LETTER TO THE EDITOR

Bridging the Gap Between Research and Clinical Practice in Cardiac Tumors

Basil Joy
Government Medical College Kozhikode, India

Bridging the Gap Between Research and Clinical Practice in Cardiac Tumors

Brazilian Journal of Cardiovascular Surgery, vol. 40, no. 5, e20240298, 2025

Sociedade Brasileira de Cirurgia Cardiovascular

Dear Editor,

I recently had the opportunity to read the comprehensive review article titled "Cardiac Tumors: Review"[1] published in your esteemed journal. The article presents a thorough overview of the incidence, presentation, imaging, and management of primary and secondary cardiac tumors, which are indeed rare and challenging clinical entities. I commend the authors for their detailed examination of these tumors, particularly their focus on the imaging modalities essential for diagnosis. However, I would like to discuss certain aspects of the article that warrant further clarification and expansion, particularly concerning the limitations of current imaging modalities and the therapeutic management of cardiac sarcomas.

The article correctly highlights that cardiac magnetic resonance imaging (CMRI) is the most comprehensive modality for identifying and diagnosing cardiac masses due to its superior ability to assess tumor characteristics such as size, location, and tissue composition. However, I believe the discussion could benefit from a more critical examination of the limitations inherent to CMRI, particularly in differentiating between benign and malignant masses. While CMRI provides excellent tissue characterization, its specificity in distinguishing between tumor types remains suboptimal without histopathological confirmation, as noted in several studies[2]. This limitation emphasizes the need for biopsy in cases where CMRI findings are inconclusive, a point that could have been more strongly emphasized to guide clinical decision-making.

Additionally, the review mentions the use of positron emission tomography (PET) for evaluating cardiac tumors but briefly touches on its limitations, such as low sensitivity. I would argue that the article could further explore the role of PET in conjunction with CMRI, particularly in cases of suspected malignancy. Recent advancements in hybrid imaging techniques, such as PET-magnetic resonance imaging, have shown promise in improving diagnostic accuracy for cardiac tumors by combining metabolic and anatomic data, which may provide a more comprehensive assessment than either modality alone[3]. This evolving field of hybrid imaging could have been included to provide a more current perspective on imaging strategies.

In terms of management, the article discusses the poor prognosis associated with cardiac sarcomas and the use of multimodal therapy, including surgery, chemotherapy, and radiotherapy. However, I believe the review could have expanded on the emerging role of targeted therapies and immunotherapy in the treatment of these aggressive tumors.

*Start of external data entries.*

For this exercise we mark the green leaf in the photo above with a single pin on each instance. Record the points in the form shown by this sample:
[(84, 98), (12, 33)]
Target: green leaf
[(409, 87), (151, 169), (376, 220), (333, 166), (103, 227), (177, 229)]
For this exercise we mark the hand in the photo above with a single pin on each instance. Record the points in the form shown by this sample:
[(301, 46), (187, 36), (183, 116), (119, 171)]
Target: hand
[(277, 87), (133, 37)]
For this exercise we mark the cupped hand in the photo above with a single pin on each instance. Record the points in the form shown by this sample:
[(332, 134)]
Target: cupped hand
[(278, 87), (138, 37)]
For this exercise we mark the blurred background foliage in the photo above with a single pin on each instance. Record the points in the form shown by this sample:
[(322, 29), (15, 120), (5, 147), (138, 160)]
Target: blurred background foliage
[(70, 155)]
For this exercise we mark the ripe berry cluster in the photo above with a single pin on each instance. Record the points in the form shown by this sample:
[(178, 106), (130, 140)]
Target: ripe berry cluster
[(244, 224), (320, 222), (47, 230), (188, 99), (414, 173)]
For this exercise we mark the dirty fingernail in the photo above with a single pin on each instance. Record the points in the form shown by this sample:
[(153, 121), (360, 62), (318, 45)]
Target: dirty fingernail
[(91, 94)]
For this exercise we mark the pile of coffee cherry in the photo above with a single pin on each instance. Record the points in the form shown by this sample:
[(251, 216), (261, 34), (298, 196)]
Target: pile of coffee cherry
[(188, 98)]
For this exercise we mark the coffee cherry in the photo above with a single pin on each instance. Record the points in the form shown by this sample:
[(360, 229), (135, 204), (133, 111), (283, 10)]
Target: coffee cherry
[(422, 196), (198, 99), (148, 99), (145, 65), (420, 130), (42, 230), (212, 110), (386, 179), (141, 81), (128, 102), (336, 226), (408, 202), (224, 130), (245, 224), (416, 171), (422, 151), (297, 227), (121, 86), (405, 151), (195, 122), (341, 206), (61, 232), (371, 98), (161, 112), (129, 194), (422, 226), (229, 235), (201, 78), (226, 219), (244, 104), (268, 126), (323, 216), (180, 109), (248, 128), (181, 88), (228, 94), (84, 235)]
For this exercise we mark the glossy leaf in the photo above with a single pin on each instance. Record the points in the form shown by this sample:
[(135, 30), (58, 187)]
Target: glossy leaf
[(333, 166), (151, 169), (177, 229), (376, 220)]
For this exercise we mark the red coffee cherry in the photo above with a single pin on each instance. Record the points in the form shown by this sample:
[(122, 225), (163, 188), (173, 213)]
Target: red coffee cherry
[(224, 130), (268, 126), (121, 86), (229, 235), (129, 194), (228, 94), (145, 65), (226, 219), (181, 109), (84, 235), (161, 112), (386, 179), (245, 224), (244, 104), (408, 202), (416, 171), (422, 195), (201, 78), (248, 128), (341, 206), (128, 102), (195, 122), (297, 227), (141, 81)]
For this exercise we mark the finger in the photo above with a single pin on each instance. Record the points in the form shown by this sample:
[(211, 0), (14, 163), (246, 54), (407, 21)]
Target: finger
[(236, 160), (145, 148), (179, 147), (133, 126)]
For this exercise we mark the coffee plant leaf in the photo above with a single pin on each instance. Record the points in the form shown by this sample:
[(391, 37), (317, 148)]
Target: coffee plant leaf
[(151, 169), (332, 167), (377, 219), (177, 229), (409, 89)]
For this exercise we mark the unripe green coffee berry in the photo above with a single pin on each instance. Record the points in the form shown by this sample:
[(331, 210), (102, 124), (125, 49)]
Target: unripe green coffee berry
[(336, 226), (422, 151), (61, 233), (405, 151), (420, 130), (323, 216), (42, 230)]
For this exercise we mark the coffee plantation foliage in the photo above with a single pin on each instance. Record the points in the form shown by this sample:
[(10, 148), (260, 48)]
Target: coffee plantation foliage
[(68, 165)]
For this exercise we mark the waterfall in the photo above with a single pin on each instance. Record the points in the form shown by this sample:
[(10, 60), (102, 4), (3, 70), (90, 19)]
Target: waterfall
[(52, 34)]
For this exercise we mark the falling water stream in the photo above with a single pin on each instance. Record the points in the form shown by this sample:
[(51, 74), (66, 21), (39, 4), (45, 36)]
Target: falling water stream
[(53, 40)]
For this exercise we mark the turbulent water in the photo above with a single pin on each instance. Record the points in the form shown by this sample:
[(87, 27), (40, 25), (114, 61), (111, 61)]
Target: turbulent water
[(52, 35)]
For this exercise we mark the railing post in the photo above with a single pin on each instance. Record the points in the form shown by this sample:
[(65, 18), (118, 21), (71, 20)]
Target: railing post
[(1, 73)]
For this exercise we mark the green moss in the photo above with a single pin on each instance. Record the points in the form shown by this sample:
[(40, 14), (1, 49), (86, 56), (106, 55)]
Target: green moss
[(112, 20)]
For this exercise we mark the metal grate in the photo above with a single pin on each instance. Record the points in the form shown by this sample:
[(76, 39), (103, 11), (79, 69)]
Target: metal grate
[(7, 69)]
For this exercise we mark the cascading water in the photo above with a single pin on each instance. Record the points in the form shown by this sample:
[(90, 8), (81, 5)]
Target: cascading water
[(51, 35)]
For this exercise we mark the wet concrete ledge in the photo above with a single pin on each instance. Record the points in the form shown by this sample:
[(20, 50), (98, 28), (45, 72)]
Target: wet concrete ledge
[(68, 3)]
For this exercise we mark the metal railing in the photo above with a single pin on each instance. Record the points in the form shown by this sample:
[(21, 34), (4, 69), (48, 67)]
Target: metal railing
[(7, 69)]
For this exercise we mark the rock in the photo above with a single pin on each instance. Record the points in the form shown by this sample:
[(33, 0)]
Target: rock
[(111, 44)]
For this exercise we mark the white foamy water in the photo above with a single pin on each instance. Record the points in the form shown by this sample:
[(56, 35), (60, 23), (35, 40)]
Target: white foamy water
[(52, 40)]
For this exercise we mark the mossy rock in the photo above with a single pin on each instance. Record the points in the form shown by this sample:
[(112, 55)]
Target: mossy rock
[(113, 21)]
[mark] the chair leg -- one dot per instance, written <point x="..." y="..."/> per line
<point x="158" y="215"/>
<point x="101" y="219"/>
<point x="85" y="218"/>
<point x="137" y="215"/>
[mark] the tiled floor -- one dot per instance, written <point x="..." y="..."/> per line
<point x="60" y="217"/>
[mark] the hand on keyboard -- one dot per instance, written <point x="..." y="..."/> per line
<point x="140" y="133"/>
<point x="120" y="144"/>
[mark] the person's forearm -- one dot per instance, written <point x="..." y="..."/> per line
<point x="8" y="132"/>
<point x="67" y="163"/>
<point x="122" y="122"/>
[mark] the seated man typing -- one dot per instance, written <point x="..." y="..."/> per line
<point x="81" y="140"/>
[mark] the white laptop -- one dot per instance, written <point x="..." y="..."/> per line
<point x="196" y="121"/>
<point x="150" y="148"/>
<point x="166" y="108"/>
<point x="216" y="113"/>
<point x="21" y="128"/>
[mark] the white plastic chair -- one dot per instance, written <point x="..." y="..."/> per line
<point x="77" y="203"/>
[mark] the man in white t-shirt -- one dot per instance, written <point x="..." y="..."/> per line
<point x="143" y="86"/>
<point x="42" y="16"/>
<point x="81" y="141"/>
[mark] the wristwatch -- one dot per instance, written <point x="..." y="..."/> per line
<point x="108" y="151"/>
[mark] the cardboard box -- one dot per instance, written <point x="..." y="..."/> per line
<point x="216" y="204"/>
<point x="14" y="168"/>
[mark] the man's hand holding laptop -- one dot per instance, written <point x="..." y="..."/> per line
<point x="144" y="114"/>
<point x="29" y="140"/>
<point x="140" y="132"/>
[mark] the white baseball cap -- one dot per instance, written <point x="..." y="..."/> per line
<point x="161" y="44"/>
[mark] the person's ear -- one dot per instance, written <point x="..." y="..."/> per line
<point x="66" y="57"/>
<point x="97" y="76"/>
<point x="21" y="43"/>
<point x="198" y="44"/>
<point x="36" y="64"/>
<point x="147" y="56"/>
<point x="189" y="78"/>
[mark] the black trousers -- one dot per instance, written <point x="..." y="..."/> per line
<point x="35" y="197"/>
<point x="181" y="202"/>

For instance, the use of tyrosine kinase inhibitors such as pazopanib, which targets the vascular endothelial growth factor receptor, has shown some efficacy in prolonging survival in patients with angiosarcoma, a common cardiac sarcoma[4]. Similarly, immunotherapies, including immune checkpoint inhibitors, are gaining traction as potential treatments for cardiac sarcomas, although their use remains experimental at this stage. Including these newer therapeutic options would provide readers with a more comprehensive view of the current and future landscape of cardiac tumor management.

In conclusion, while the review article provides a valuable summary of cardiac tumors, I hope these additional insights on imaging modalities and emerging treatments will further enhance the understanding and management of these complex cases. I would appreciate if the authors could provide their perspective on the potential role of hybrid imaging techniques and targeted therapies in the management of cardiac tumors. Specifically, how might these modalities influence diagnostic accuracy and therapeutic outcomes in clinical practice?

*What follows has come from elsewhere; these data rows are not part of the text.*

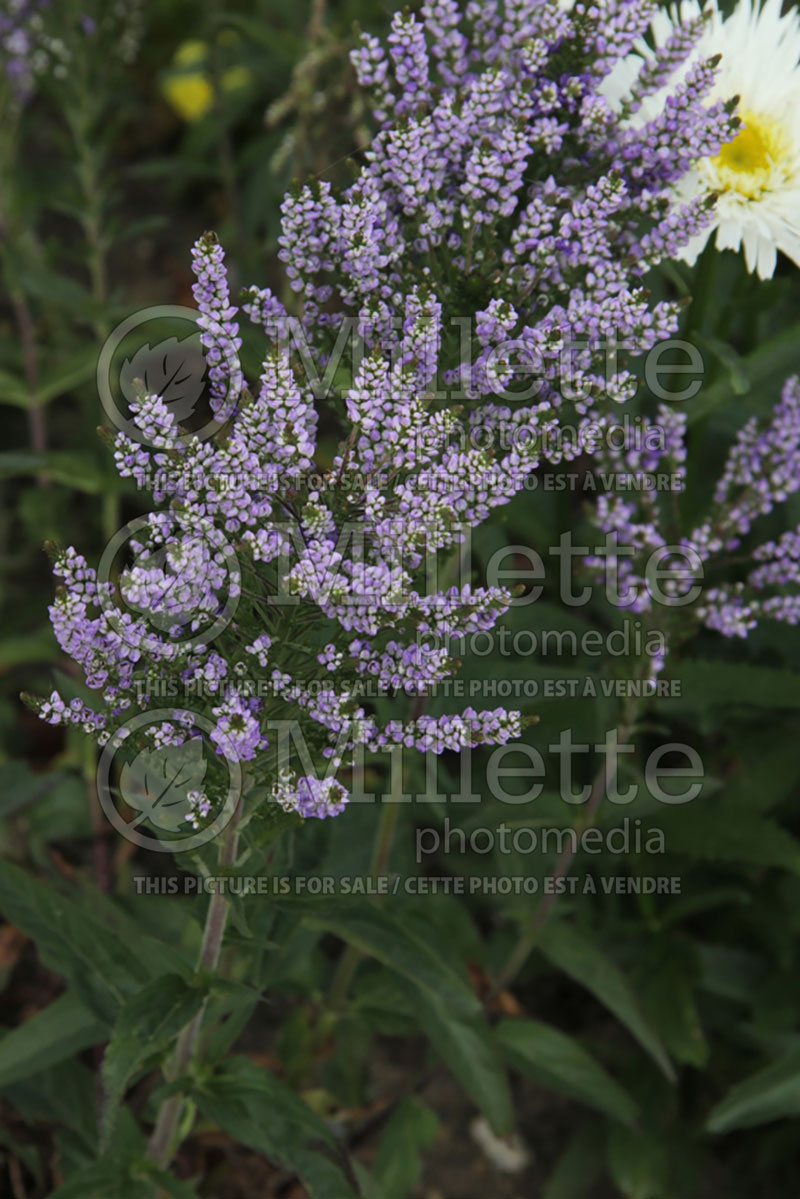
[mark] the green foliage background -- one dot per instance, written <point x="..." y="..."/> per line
<point x="668" y="1024"/>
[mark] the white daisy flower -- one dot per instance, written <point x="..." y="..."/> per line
<point x="757" y="175"/>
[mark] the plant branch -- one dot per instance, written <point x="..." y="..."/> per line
<point x="162" y="1144"/>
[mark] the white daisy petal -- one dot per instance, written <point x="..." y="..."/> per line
<point x="757" y="175"/>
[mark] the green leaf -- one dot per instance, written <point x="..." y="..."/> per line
<point x="112" y="1178"/>
<point x="61" y="1029"/>
<point x="589" y="965"/>
<point x="62" y="379"/>
<point x="577" y="1169"/>
<point x="258" y="1110"/>
<point x="775" y="359"/>
<point x="20" y="785"/>
<point x="102" y="969"/>
<point x="13" y="391"/>
<point x="668" y="972"/>
<point x="560" y="1064"/>
<point x="771" y="1094"/>
<point x="148" y="1024"/>
<point x="29" y="648"/>
<point x="705" y="684"/>
<point x="716" y="831"/>
<point x="465" y="1044"/>
<point x="66" y="375"/>
<point x="377" y="934"/>
<point x="636" y="1163"/>
<point x="398" y="1166"/>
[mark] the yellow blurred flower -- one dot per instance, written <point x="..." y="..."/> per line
<point x="191" y="91"/>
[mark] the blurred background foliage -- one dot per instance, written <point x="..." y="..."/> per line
<point x="654" y="1041"/>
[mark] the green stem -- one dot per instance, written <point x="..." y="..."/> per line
<point x="603" y="779"/>
<point x="382" y="850"/>
<point x="163" y="1140"/>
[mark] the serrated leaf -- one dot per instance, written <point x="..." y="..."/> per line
<point x="636" y="1163"/>
<point x="397" y="1167"/>
<point x="258" y="1110"/>
<point x="771" y="1094"/>
<point x="101" y="968"/>
<point x="717" y="831"/>
<point x="668" y="974"/>
<point x="589" y="965"/>
<point x="464" y="1042"/>
<point x="61" y="1029"/>
<point x="563" y="1065"/>
<point x="148" y="1024"/>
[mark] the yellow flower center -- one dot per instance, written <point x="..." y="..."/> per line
<point x="747" y="163"/>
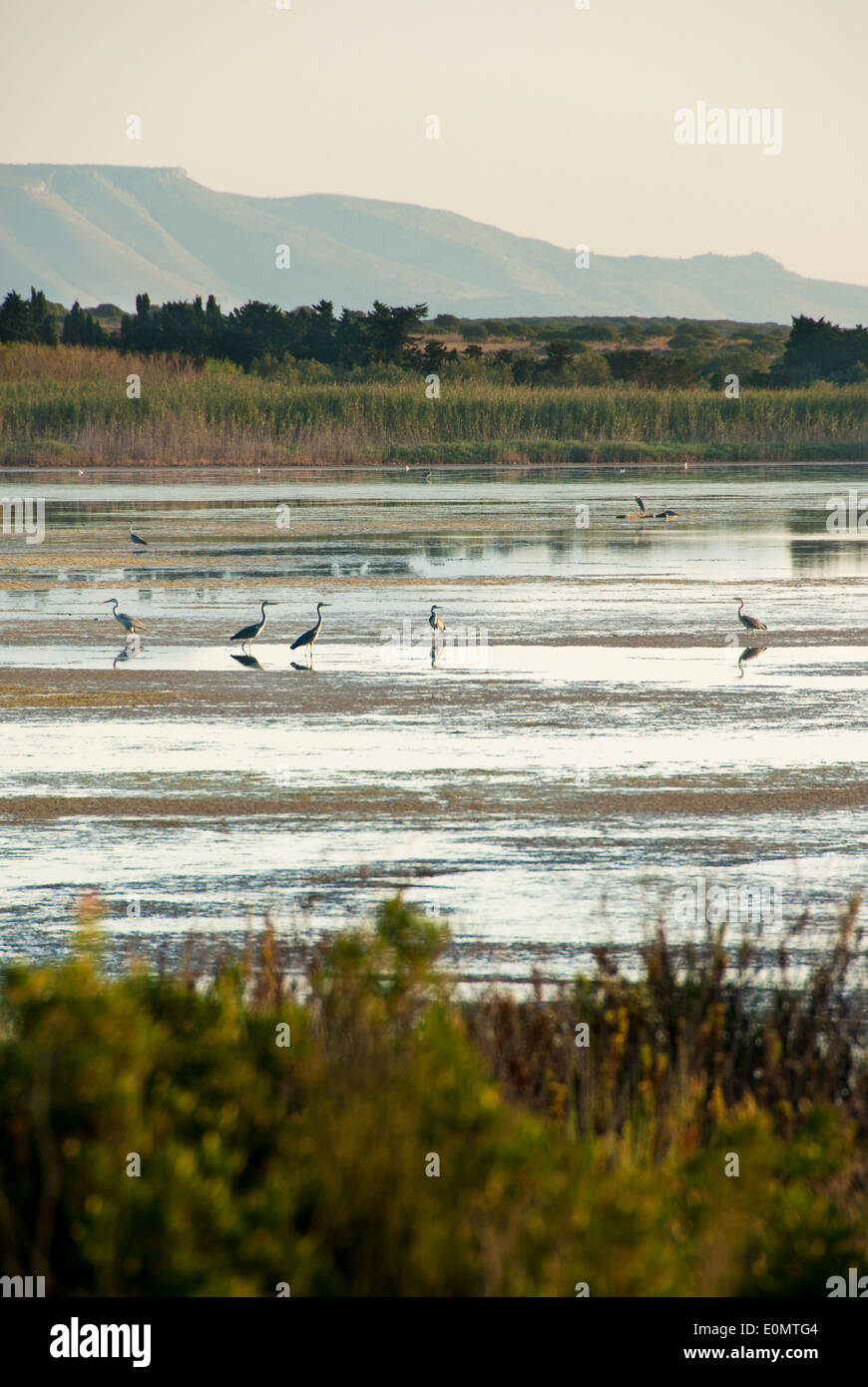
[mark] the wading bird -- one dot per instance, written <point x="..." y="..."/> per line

Thank you for considering my comments. I look forward to the authors' response, which I believe will contribute to the ongoing discussion and help clinicians better navigate the challenges associated with cardiac tumors.

Sincerely,

Basil Joy1 MD

REFERENCES

Karigyo CJT, Pessoa BMS, Nicacio SP, Terwilliger E, Costa P, Santos PRD, et al. Cardiac tumors: review. Braz J Cardiovasc Surg. 2024;39(6):e20230405. doi:10.21470/1678-9741-2023-0405.

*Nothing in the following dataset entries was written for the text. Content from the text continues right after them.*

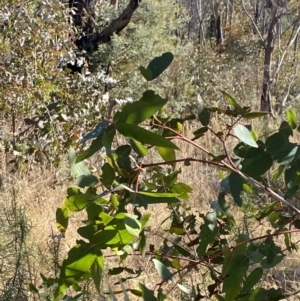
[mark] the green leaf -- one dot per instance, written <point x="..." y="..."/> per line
<point x="99" y="128"/>
<point x="108" y="175"/>
<point x="157" y="66"/>
<point x="247" y="152"/>
<point x="238" y="266"/>
<point x="276" y="143"/>
<point x="95" y="146"/>
<point x="273" y="254"/>
<point x="204" y="115"/>
<point x="168" y="154"/>
<point x="78" y="202"/>
<point x="163" y="271"/>
<point x="137" y="112"/>
<point x="32" y="288"/>
<point x="200" y="132"/>
<point x="290" y="154"/>
<point x="292" y="118"/>
<point x="232" y="101"/>
<point x="286" y="129"/>
<point x="142" y="244"/>
<point x="108" y="137"/>
<point x="62" y="219"/>
<point x="86" y="181"/>
<point x="138" y="147"/>
<point x="254" y="277"/>
<point x="146" y="73"/>
<point x="253" y="115"/>
<point x="144" y="136"/>
<point x="244" y="135"/>
<point x="208" y="231"/>
<point x="186" y="290"/>
<point x="148" y="295"/>
<point x="133" y="226"/>
<point x="79" y="261"/>
<point x="77" y="169"/>
<point x="257" y="166"/>
<point x="236" y="187"/>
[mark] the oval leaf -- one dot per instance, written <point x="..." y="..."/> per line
<point x="163" y="271"/>
<point x="292" y="118"/>
<point x="244" y="135"/>
<point x="157" y="66"/>
<point x="144" y="136"/>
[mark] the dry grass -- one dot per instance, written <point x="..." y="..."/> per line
<point x="38" y="201"/>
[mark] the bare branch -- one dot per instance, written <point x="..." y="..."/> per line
<point x="255" y="26"/>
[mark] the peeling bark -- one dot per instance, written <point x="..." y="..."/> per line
<point x="84" y="19"/>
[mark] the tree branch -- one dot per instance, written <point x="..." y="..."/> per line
<point x="90" y="40"/>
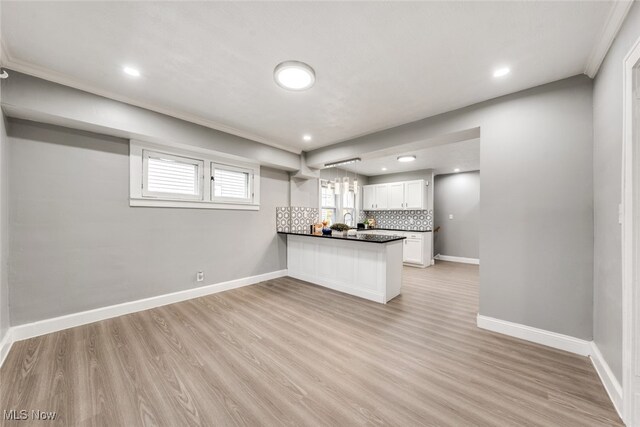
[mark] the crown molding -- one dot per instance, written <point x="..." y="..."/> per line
<point x="617" y="15"/>
<point x="9" y="61"/>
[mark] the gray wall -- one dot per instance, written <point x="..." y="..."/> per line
<point x="4" y="228"/>
<point x="77" y="245"/>
<point x="536" y="229"/>
<point x="607" y="131"/>
<point x="426" y="174"/>
<point x="457" y="194"/>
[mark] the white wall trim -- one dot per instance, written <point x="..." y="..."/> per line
<point x="5" y="345"/>
<point x="464" y="260"/>
<point x="617" y="15"/>
<point x="539" y="336"/>
<point x="30" y="330"/>
<point x="608" y="379"/>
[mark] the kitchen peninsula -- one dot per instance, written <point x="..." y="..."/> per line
<point x="367" y="266"/>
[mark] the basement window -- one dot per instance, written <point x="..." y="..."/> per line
<point x="231" y="184"/>
<point x="171" y="176"/>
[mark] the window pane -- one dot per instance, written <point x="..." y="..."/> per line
<point x="232" y="184"/>
<point x="328" y="197"/>
<point x="171" y="176"/>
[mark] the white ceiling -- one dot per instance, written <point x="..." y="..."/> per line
<point x="444" y="158"/>
<point x="378" y="64"/>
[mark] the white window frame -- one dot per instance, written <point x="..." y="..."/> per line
<point x="173" y="196"/>
<point x="137" y="173"/>
<point x="232" y="168"/>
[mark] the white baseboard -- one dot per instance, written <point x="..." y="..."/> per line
<point x="610" y="382"/>
<point x="463" y="260"/>
<point x="30" y="330"/>
<point x="5" y="345"/>
<point x="539" y="336"/>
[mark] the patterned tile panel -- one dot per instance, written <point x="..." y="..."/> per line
<point x="401" y="220"/>
<point x="296" y="219"/>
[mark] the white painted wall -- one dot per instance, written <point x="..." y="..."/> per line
<point x="457" y="194"/>
<point x="536" y="210"/>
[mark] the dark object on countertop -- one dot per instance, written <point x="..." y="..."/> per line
<point x="338" y="226"/>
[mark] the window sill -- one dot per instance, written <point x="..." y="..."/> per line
<point x="190" y="204"/>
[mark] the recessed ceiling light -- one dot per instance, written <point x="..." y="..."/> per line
<point x="294" y="75"/>
<point x="131" y="71"/>
<point x="406" y="158"/>
<point x="501" y="72"/>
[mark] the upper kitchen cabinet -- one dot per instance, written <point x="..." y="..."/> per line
<point x="414" y="194"/>
<point x="395" y="196"/>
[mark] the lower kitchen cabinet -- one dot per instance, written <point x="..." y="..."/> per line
<point x="412" y="252"/>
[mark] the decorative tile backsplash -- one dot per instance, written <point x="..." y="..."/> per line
<point x="293" y="219"/>
<point x="401" y="220"/>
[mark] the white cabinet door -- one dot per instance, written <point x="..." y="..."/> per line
<point x="382" y="191"/>
<point x="414" y="195"/>
<point x="396" y="196"/>
<point x="412" y="251"/>
<point x="368" y="197"/>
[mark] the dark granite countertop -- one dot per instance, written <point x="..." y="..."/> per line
<point x="373" y="238"/>
<point x="396" y="229"/>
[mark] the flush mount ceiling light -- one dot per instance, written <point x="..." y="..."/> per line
<point x="405" y="159"/>
<point x="501" y="72"/>
<point x="131" y="71"/>
<point x="294" y="75"/>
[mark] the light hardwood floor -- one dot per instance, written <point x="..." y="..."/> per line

Motwani M, Kidambi A, Herzog BA, Uddin A, Greenwood JP, Plein S. MR imaging of cardiac tumors and masses: a review of methods and clinical applications. Radiology. 2013;268(1):26-43. doi:10.1148/radiol.13121239.

Hervier E, Glessgen C, Nkoulou R, François Deux J, Vallee JP, Adamopoulos D. Hybrid PET/MR in cardiac imaging. Magn Reson Imaging Clin N Am. 2023;31(4):613-24. doi:10.1016/j.mric.2023.04.008.

Thiebaud JA, Ravi V, Litwin S, Schuetze SM, Movva S, Agulnik M, et al. OER-073: a multicenter phase 2 study evaluating the role of pazopanib in angiosarcoma. Cancer. 2022;128(19):3516-22. doi:10.1002/cncr.34403.